Was hatte die Berliner CDU von einem Spitzenkandidaten Wolfgang Schäuble zu erwarten? Ihr Wahlkampf hätte einen Kopf gehabt. Sie hätte einen Mann an die Spitze bekommen, den keinerlei Bindung an den Berliner Filz gehindert hätte. Sie hätten in einem Wahlkampf von zweifellos nationaler Bedeutung ein politisches und intellektuelles Gegengewicht zu Gregor Gysi aufzubieten gehabt. Sie hätten einen Spitzenkandidaten gehabt, dem man als einzigem das Wiederaufrollen der für Berlin entscheidenden Frage des Zusammengehens mit Brandenburg hätte zutrauen können, wenn er schon den Einigungsvertrag gemeistert hatte. Schäuble hätte unter Umständen endlich eine schwarz-grüne Option offen halten können, was der Bundes-CDU aus einer strategischen Misere geholfen hätte. Denn die Sozialdemokraten haben derzeit alle Optionen, die CDU faktisch nur die FDP. Nicht zuletzt: Angela Merkel hätte ein hochkalibriges, liberales Gegengewicht im Norden gegenüber der immer mächtiger werdenden bayrisch-hessischen Achse bilden können.

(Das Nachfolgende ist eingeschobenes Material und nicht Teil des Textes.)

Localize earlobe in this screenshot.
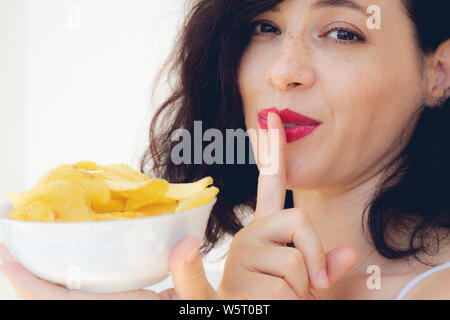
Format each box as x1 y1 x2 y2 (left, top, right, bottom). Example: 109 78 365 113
423 39 450 108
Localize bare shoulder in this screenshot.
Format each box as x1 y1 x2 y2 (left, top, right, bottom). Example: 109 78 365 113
403 262 450 300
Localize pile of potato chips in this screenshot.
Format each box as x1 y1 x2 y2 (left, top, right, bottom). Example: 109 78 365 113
7 161 219 222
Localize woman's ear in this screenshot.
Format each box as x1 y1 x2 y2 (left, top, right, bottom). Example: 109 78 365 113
423 39 450 108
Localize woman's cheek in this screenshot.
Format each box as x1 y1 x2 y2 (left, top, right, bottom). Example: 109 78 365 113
311 70 392 181
336 74 406 173
239 51 271 128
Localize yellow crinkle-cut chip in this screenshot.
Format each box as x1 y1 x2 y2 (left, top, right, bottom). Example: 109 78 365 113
103 178 169 201
7 190 34 209
109 190 127 201
7 183 55 209
88 163 149 183
165 177 213 200
125 196 176 211
73 161 100 171
103 164 150 182
9 180 95 222
175 186 219 213
95 211 145 221
10 201 57 222
140 202 178 217
6 160 219 222
92 199 125 213
102 178 149 191
36 164 111 208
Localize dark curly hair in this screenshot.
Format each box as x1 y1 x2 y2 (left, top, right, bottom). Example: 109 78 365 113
140 0 450 265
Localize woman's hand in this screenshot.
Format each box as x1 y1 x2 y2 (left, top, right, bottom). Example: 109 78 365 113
0 236 219 300
217 112 359 300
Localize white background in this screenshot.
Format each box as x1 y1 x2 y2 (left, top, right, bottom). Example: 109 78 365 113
0 0 231 299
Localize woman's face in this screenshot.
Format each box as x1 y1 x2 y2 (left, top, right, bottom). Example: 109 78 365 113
239 0 426 190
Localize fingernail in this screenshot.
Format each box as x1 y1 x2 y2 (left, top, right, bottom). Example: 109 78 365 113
267 112 278 129
317 268 329 289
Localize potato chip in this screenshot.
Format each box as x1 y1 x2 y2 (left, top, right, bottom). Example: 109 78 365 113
7 189 36 208
104 178 169 201
73 161 100 171
36 164 111 208
103 164 150 182
110 190 128 202
7 160 219 223
94 211 145 221
9 180 94 222
90 170 119 181
175 186 219 213
140 201 178 217
92 199 125 213
165 177 213 200
7 181 59 208
10 201 57 222
87 163 149 183
125 196 176 211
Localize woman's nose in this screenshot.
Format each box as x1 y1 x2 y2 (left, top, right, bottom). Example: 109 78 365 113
265 34 315 91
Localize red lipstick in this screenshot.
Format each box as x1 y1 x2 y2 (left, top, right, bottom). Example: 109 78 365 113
257 107 322 143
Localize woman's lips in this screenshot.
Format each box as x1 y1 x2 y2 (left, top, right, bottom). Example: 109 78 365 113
257 107 322 143
258 107 321 125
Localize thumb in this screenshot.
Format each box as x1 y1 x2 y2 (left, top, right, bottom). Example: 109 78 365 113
169 236 219 300
325 246 359 286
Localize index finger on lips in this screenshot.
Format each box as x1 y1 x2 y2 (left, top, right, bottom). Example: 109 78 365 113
254 112 287 219
253 208 329 290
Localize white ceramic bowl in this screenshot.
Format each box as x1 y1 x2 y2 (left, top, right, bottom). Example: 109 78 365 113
0 198 216 293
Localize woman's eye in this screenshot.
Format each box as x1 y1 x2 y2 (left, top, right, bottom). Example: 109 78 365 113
324 27 364 43
252 22 281 35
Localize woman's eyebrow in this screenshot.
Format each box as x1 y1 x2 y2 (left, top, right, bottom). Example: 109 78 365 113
312 0 366 14
270 0 367 14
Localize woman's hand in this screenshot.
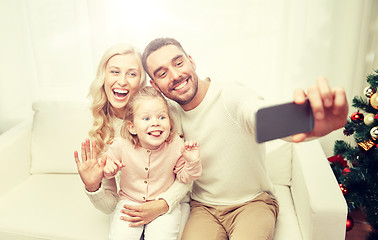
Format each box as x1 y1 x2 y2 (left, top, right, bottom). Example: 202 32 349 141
120 199 169 227
74 139 107 192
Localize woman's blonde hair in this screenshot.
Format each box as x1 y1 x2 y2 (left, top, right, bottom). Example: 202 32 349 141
121 86 176 148
88 43 146 154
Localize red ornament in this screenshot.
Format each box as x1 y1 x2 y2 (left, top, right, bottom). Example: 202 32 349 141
351 111 364 122
339 184 348 195
328 155 348 168
346 215 354 231
342 167 351 175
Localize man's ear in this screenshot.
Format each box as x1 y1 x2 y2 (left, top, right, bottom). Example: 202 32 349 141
127 121 137 135
150 79 160 92
187 55 196 71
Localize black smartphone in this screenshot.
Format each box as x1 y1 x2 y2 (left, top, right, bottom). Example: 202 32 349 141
255 100 314 143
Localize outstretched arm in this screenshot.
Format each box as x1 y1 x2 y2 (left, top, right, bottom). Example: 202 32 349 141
290 77 348 142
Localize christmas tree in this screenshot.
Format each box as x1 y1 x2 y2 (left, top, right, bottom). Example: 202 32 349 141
329 70 378 240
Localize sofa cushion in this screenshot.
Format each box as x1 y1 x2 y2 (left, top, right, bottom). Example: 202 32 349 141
0 175 301 240
265 139 292 186
0 174 110 240
273 185 302 240
31 101 92 173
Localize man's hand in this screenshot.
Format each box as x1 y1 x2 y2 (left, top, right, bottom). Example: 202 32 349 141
120 199 169 227
291 77 348 142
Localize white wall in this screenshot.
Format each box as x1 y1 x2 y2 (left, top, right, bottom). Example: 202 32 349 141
0 0 34 132
0 0 377 156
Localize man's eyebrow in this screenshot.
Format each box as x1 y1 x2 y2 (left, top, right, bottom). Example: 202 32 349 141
153 66 163 77
172 54 183 62
152 54 184 77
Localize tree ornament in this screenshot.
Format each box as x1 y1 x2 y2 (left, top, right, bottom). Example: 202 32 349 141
346 215 354 231
342 167 351 175
370 93 378 109
328 154 348 168
364 113 376 126
339 184 348 195
364 86 376 98
358 139 375 151
370 126 378 139
343 126 354 136
351 111 364 122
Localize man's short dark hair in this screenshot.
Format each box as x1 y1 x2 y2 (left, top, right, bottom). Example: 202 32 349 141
142 37 187 77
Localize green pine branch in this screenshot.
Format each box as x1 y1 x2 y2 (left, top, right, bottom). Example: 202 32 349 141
352 96 376 113
366 70 378 89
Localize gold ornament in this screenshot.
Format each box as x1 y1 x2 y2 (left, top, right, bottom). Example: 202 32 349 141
364 113 376 126
370 93 378 109
358 139 375 151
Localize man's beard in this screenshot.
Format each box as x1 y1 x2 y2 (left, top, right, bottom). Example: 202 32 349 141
170 75 198 106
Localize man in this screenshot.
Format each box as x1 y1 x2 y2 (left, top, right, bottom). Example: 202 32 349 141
141 37 348 239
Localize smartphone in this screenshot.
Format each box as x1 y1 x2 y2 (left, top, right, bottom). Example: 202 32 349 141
255 100 314 143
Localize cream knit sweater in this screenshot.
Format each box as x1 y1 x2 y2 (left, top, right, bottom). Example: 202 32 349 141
177 78 275 205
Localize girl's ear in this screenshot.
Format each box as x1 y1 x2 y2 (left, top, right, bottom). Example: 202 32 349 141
127 121 137 135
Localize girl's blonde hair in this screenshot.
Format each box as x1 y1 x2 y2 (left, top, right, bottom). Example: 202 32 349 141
121 86 176 147
88 43 146 154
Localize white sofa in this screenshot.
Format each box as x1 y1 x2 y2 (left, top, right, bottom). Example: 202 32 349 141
0 101 347 240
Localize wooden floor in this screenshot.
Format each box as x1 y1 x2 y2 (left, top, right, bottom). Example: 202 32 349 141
345 208 374 240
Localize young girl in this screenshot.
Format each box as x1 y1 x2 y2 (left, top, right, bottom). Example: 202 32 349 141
104 86 202 240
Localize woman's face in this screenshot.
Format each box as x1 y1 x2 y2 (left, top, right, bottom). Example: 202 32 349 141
104 53 142 118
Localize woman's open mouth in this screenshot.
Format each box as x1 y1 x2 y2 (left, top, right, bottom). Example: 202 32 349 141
113 89 129 101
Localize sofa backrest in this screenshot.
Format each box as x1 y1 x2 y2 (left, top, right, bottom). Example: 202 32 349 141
265 139 292 186
31 101 92 174
30 101 293 186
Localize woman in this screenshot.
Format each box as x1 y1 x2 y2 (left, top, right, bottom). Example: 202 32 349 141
74 43 191 238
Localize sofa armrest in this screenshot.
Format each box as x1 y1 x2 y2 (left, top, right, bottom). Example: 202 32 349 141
291 140 347 240
0 117 32 196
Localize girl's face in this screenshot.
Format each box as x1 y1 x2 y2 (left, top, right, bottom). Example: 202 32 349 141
104 53 142 118
127 97 171 150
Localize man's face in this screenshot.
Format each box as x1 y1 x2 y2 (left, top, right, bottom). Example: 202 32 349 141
146 45 199 107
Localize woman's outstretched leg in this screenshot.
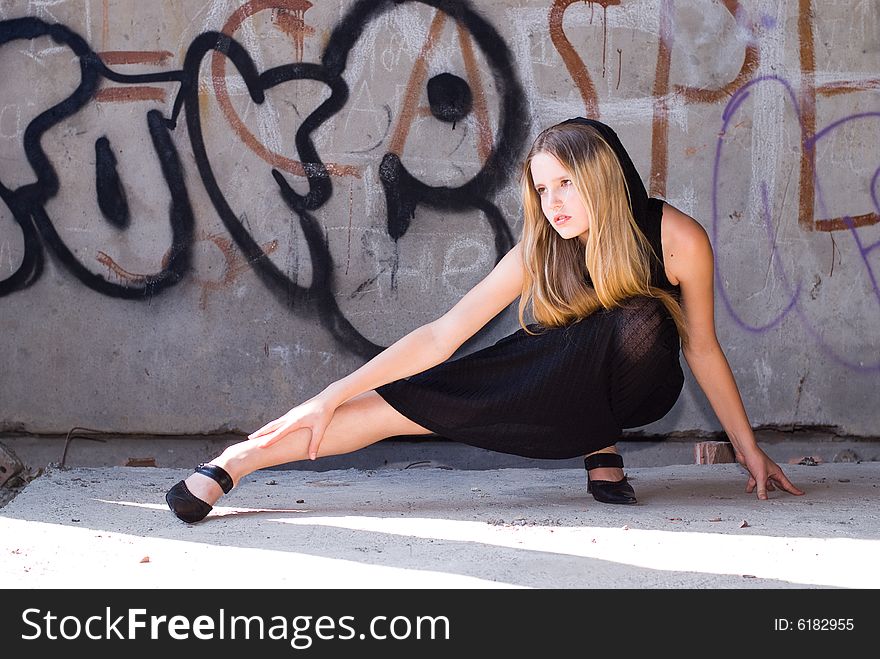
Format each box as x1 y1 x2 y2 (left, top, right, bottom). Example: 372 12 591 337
173 391 432 514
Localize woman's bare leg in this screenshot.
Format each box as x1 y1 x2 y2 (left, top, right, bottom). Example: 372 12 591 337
183 391 432 505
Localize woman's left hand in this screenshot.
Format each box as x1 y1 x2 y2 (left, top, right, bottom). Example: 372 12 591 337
738 447 806 500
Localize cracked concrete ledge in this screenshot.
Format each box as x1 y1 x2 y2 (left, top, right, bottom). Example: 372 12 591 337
2 430 877 524
1 429 878 474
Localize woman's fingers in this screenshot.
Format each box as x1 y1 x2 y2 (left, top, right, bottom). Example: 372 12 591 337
306 423 327 460
256 430 284 448
755 480 769 500
745 469 772 499
771 471 805 496
248 417 284 439
747 466 805 499
255 418 300 448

Hätte. Würde. Wäre. Vorbei!

Was spricht stattdessen für die Entscheidung der Berliner CDU? "Die neue Kraft - Dr. Frank Steffel". Das klingt gernegroß. Seit wann führen prominente Politiker einen Dr.-Titel im Namen? Helmut Kohl wurde "Doktor" Helmut Kohl, als man sich von ihm distanzieren wollte. Jung soll der neue Vorsitzende sein - wurde Eberhard Diepgen abgewählt, weil er zu alt war? Muss man ein talentiertes Greenhorn in so einer Kampagne verbrennen? Und Angela Merkel? In der FAZ lese ich Abstruses: "Führung ist nun einmal die Gabe, sich Probleme und Herausforderer vom Halse zu schaffen." So verkommt jeder Begriff von Politik und politischer Führung, die doch gerade darin liegt, Probleme zu lösen und Herausforderer mit einzubinden.

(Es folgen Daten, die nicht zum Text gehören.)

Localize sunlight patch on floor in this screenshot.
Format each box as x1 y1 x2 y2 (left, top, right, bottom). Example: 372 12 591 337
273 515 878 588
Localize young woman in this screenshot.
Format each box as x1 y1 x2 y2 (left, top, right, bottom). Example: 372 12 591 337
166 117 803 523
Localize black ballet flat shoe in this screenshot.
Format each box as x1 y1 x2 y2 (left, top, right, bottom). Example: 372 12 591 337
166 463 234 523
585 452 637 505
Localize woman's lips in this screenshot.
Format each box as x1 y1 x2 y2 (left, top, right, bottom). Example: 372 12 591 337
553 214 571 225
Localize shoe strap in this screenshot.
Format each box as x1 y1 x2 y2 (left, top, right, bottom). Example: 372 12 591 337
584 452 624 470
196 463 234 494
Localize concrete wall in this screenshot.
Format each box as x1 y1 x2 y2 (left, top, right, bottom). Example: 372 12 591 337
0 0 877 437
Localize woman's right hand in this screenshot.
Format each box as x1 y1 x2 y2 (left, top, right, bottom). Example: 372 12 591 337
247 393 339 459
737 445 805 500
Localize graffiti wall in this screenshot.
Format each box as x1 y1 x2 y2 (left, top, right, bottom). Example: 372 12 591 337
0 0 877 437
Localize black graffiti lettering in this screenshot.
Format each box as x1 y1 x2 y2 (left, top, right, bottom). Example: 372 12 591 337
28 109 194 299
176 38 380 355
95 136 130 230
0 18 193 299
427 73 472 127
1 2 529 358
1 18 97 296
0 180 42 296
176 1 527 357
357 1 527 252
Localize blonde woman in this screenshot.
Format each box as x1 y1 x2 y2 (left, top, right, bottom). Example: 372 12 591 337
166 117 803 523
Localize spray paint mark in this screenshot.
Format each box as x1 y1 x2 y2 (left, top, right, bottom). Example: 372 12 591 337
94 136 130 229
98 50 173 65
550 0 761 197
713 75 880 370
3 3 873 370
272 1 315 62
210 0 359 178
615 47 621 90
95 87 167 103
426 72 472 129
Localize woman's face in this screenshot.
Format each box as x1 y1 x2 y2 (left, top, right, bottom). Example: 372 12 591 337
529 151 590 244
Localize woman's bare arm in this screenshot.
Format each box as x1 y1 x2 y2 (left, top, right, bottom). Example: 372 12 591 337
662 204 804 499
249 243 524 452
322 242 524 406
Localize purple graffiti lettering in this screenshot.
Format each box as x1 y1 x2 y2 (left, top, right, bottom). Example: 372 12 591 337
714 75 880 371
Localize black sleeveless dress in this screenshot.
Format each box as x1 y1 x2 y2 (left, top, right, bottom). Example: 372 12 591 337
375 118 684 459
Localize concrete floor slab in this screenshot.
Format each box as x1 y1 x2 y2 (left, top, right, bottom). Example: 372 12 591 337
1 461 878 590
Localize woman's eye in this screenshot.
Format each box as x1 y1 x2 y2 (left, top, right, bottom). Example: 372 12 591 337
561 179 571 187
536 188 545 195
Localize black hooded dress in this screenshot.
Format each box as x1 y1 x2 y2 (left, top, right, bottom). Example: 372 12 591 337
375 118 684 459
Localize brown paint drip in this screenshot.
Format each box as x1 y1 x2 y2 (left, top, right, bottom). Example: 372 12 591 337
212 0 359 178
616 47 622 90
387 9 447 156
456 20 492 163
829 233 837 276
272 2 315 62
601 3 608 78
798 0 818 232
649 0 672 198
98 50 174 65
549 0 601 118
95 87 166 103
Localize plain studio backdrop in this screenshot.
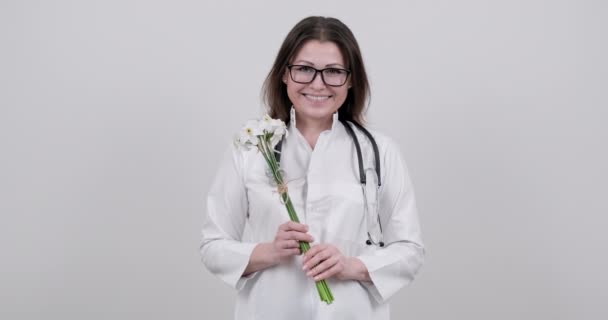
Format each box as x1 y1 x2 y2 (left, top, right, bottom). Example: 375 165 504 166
1 0 607 319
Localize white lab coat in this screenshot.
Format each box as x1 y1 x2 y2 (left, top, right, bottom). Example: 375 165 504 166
200 109 424 320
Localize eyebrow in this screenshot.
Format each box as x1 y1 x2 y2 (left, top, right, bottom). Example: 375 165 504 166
293 60 346 68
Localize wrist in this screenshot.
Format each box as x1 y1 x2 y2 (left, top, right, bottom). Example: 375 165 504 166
244 242 280 276
258 242 281 266
345 257 371 282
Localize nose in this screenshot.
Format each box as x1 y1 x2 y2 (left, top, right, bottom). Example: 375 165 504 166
309 71 327 90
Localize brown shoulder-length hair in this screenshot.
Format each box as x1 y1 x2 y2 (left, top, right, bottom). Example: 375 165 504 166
262 16 370 126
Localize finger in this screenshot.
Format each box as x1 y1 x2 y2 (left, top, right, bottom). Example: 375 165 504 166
304 244 325 257
303 246 332 270
313 262 343 281
279 247 302 258
307 255 339 277
302 244 325 264
285 231 314 243
278 222 291 232
275 231 314 242
284 239 299 249
283 221 309 233
278 240 289 249
275 238 298 252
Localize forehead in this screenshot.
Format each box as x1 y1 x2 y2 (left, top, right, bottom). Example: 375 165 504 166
291 40 345 66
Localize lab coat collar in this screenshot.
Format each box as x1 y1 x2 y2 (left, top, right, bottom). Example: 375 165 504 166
288 106 340 135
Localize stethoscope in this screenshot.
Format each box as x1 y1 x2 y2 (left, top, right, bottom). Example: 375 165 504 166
275 119 385 247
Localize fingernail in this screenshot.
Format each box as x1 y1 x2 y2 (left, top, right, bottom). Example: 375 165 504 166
307 272 312 277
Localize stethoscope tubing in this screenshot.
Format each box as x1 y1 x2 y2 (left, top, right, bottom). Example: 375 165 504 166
274 119 385 247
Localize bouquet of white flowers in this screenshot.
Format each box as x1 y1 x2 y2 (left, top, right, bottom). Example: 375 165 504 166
234 114 334 304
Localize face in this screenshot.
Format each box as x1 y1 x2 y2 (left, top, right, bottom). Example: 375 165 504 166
283 40 350 127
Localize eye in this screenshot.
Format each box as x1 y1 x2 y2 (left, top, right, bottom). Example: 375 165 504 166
293 65 315 73
325 68 347 75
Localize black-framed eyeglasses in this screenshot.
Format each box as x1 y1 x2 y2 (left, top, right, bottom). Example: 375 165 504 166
287 64 351 87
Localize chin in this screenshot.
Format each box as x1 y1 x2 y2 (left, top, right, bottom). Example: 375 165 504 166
297 104 337 120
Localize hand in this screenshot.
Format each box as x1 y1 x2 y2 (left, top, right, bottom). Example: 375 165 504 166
301 244 348 281
270 221 314 263
243 222 314 276
302 245 372 282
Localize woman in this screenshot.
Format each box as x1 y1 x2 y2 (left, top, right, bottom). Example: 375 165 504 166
200 16 424 319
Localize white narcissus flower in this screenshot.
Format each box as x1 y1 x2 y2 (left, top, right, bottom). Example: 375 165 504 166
234 115 287 150
269 120 287 148
271 118 287 134
269 133 281 149
260 114 275 133
238 119 263 147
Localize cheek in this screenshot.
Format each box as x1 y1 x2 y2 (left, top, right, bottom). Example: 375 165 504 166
285 83 296 96
285 83 303 103
287 80 308 93
334 88 349 103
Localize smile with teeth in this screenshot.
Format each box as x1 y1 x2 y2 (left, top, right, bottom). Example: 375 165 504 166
303 94 331 101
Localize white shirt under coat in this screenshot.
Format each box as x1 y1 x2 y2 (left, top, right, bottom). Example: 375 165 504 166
200 109 425 320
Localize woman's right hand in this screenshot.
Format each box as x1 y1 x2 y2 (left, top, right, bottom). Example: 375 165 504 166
271 221 314 262
243 221 314 276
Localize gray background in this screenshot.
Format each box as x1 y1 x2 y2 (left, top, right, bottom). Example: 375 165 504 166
1 0 607 319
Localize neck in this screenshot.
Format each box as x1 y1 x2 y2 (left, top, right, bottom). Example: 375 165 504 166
295 116 333 149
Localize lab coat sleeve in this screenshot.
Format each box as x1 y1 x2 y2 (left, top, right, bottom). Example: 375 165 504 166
200 145 257 290
356 138 425 304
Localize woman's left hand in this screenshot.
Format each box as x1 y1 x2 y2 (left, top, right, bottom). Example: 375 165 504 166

Und Schwarz-Grün? Nicht erst in Berlin rächt sich, dass die CDU in den vergangenen goldenen Jahren weder in Frankfurt noch in Baden-Württemberg noch in Sachsen, also überall da, wo ein solches Bündnis ein bisschen Glanz hätte entfalten können, je einen ernsthaften Versuch gemacht hat, es dazu kommen zu lassen. So ist nicht zuletzt deswegen die Position gewichtiger Stimmen bei den Grünen, die dafür offen waren, immer schwächer geworden. Das ist eine nüchterne, präzise Feststellung.

Müssen Parteien strukturell dumm sein? Sie müssen nicht, aber es kommt immer häufiger vor. Es wird ein merkwürdiger Wahlkampf werden, man wird viel schwarzen Humor brauchen, ihn gut zu bestehen. Und einen Notiz-Zettel, um sich manches für später vorzumerken!